The curse of scentlessness is sometimes removed when the modern hybrid roses are crossed with old roses. Wilder’s language then rivals that of the wine connoisseur when she describes certain hybrids of intricate and complex old-rose ancestry. In one instance she invites us to smell and detect “the odours of spice and musk and of honey, even that of Violets . . . and a whole gamut of fruity odours.”
Like Jekyll, Earle, and other garden writers who grew up playing in a garden, Wilder’s happy recollections of her youthful associations with nature and place reinforce one of the themes running throughout these pages: if there is such a thing as a horticultural gene, it is powerfully nurtured by the privilege of having been born into a gardening family and having lived in a home with a beautiful garden. In citing a repertoire of fragrant roses, Wilder says:
In the Maryland garden of my youth we grew only Teas and Noisettes and I remember that splendid Rose of the latter class, Maréchal Niel, that wound a vigorous wreath about the library windows, was called the Strawberry Rose, because its pointed golden buds so realistically suggested the pungent odour of ripe Strawberries, and that the Tea Rose, Safrano, my mother’s favourite, had distinctly the spicy breath of the Scotch Pinks that edged the bed. . . . The Box bushes grew tall in my grandfather’s garden in Massachusetts, which has been little changed in outline for more than a hundred years. Their sharp scent seemed to bring about a special atmosphere of apartness and mystery, and when mingled with the simpler scents of herbs and the old time Roses, after a shower or an early frost, the odours of this lovely old garden would be raised to such a pitch of oriental richness that one felt transported straight out of green and white New England to the glamorous East. And to a small person creeping through the white gate to play, the usual game of young matron tidily keeping house beneath the Grape vine and competently managing a large family of dolls, seemed no longer fitting. Instead a distraught lady out of the Arabian Nights glided with lissome grace up and down the straight paths, a fantastic head dress of Hollyhocks masking pigtails, a Lily scepter in her hand.

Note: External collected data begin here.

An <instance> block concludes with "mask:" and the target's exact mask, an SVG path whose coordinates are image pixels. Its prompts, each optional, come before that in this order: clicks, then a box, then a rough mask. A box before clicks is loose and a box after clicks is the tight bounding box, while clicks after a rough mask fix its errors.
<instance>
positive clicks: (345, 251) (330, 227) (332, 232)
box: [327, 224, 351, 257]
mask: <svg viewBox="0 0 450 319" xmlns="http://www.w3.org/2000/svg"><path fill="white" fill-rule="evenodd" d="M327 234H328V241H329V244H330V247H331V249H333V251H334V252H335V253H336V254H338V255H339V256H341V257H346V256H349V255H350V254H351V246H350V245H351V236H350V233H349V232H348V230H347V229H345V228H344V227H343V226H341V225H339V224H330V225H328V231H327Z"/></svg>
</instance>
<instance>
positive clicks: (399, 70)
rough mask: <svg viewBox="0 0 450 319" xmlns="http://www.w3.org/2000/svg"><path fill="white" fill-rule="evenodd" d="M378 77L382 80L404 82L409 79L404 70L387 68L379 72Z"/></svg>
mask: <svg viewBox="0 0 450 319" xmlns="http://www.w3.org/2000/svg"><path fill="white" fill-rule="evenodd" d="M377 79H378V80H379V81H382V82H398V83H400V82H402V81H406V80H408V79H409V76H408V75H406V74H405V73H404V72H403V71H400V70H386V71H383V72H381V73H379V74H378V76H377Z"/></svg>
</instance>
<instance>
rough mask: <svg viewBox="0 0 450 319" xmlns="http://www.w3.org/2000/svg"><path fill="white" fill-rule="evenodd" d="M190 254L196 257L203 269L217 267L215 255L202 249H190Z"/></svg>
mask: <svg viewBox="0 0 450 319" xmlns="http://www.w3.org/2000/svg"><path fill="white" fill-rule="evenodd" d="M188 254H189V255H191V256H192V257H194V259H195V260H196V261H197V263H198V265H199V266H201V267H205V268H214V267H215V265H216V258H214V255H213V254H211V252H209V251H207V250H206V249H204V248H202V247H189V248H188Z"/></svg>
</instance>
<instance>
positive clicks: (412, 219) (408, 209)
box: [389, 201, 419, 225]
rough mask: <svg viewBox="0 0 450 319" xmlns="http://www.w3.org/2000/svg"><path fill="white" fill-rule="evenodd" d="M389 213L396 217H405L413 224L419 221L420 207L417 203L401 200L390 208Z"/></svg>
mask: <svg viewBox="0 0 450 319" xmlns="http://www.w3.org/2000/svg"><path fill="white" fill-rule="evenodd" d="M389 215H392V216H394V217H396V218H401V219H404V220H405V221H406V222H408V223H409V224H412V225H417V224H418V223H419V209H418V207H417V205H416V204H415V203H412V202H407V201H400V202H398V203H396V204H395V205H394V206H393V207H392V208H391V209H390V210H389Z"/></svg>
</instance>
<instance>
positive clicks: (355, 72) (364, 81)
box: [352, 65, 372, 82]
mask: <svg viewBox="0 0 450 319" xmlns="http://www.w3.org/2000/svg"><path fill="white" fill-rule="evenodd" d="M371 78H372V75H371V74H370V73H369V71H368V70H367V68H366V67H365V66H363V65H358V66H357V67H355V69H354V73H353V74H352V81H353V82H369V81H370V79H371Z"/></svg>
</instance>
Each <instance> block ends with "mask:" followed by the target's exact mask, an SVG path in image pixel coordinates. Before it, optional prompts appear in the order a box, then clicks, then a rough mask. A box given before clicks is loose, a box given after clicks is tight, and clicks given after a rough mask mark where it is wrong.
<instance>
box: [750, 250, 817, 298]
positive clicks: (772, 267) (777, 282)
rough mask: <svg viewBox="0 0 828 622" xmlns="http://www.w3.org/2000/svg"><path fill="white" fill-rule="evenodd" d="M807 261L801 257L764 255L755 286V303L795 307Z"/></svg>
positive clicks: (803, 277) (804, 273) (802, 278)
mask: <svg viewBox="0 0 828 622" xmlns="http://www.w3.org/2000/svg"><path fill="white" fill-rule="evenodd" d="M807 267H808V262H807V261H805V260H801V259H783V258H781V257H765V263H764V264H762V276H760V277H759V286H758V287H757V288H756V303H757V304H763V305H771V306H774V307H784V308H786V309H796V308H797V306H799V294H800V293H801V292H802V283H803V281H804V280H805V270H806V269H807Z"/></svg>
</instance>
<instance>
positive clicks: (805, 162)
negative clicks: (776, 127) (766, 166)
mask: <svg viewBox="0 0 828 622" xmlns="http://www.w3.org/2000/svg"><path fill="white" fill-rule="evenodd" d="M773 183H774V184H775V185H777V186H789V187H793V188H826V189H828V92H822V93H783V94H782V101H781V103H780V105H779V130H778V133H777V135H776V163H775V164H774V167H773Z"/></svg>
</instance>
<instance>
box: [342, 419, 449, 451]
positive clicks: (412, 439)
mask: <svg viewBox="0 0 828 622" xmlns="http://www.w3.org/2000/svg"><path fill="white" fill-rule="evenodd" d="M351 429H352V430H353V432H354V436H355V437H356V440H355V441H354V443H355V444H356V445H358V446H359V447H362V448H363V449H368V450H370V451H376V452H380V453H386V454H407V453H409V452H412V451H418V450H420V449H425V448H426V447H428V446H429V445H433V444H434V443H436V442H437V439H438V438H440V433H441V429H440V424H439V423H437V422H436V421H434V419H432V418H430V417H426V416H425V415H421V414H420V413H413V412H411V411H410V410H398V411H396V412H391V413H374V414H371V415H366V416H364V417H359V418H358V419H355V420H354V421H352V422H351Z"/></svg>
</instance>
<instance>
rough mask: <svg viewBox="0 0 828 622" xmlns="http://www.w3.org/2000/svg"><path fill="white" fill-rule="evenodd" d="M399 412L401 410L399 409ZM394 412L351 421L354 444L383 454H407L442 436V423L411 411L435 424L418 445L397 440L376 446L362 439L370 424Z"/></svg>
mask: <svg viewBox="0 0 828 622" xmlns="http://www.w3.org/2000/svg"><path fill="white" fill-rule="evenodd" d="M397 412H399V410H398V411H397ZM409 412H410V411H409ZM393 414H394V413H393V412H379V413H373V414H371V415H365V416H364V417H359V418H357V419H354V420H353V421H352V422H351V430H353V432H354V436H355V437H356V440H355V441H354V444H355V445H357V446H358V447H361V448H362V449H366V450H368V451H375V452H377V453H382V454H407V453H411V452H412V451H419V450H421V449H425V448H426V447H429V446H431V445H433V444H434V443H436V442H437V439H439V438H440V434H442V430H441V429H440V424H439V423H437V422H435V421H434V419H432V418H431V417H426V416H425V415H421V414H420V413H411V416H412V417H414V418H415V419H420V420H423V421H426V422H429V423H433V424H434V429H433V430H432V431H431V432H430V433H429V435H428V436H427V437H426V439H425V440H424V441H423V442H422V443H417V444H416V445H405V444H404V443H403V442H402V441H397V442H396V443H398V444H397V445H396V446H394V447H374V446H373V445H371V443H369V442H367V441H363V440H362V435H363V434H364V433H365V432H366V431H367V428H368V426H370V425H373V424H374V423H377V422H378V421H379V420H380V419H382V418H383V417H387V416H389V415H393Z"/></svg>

Thus are the imprinted memories of childhood the future gardener’s lucky inheritance.
Nurserymen in the Garden
BESIDES being businesspersons, some nurserymen have gone beyond their occupational responsibility of offering catalogue lists of their botanical offerings and ventured into the realm of garden writing. Particularly in the nineteenth century—a time that saw an explosion of new plant varieties coming into cultivation and the consequent development of a thriving nursery industry—a rising middle class, as yet unsure of how to lay out and ornament the grounds of newly acquired properties, formed a readership eager for instruction in the design and planting of gardens. It is not surprising to find the occasional nurseryman enlarging his traditional role and joining the ranks of the Loudons and other authors of encyclopedic garden books as a purveyor of botanical information, tasteful design advice, and practical horticultural knowledge.
Andrew Jackson Downing
The son of a nurseryman in Newburgh, New York, Andrew Jackson Downing (1815–1852) acquired a thorough knowledge of botany and the principles of landscape gardening before setting forth on a self-proclaimed mission to instruct new rural property owners on how to build their homes and landscape their villa grounds with taste—that genteel decorative sensibility that spelled social refinement.
In 1841, while still running the family nursery business, Downing published his first book, A Treatise on the Theory and Practice of Landscape Gardening, Adapted to North America. Its critical and commercial success as the first book of its kind in America gained him widespread recognition as a horticultural and landscape-design authority. Cottage Residences (1842), Fruits and Fruit Trees of America (1845), and The Architecture of Country Houses (1850) followed.
Beginning in 1846 Downing’s magazine, The Horticulturist, gave him a literary platform from which to dispense horticultural information and promote his landscape-design theories. In a stream of regular articles he discussed the best methods of transplanting trees, enriching soil, fertilizing orchards, growing vegetables, producing wine, constructing ice houses and greenhouses, designing rural villas, and landscaping their grounds. In 1853, a year after his untimely death, Downing’s best articles in The Horticulturist were collected in a single volume published as Rural Essays (1853). This book provides an important perspective on the degree of attention nineteenth-century Americans gave to landscape design as a core component of urban and regional planning, a sphere that encompassed the country’s first suburbs, parks, parkways, and rural cemeteries, all of which were social responses to the rapidly industrializing new metropolis. The essays also provide revealing glimpses of mid-nineteenth-century American cultural mores and social attitudes.
In the essay titled “On Feminine Taste in Rural Affairs,” Downing takes up the theme of women in the garden. “What is the reason American ladies don’t love to work in their gardens?” he asks. The answer is:
They may love to ‘potter’ a little. Three or four times in the spring they take a fancy to examine the color of the soil a few inches below the surface; they sow some China Asters, and plant a few Dahlias, and it is all over. Love flowers, with all their hearts, they certainly do. Few things are more enchanting to them than a fine garden; and bouquets on their centre tables are positive necessities, with every lady, from Maine to the Rio Grande.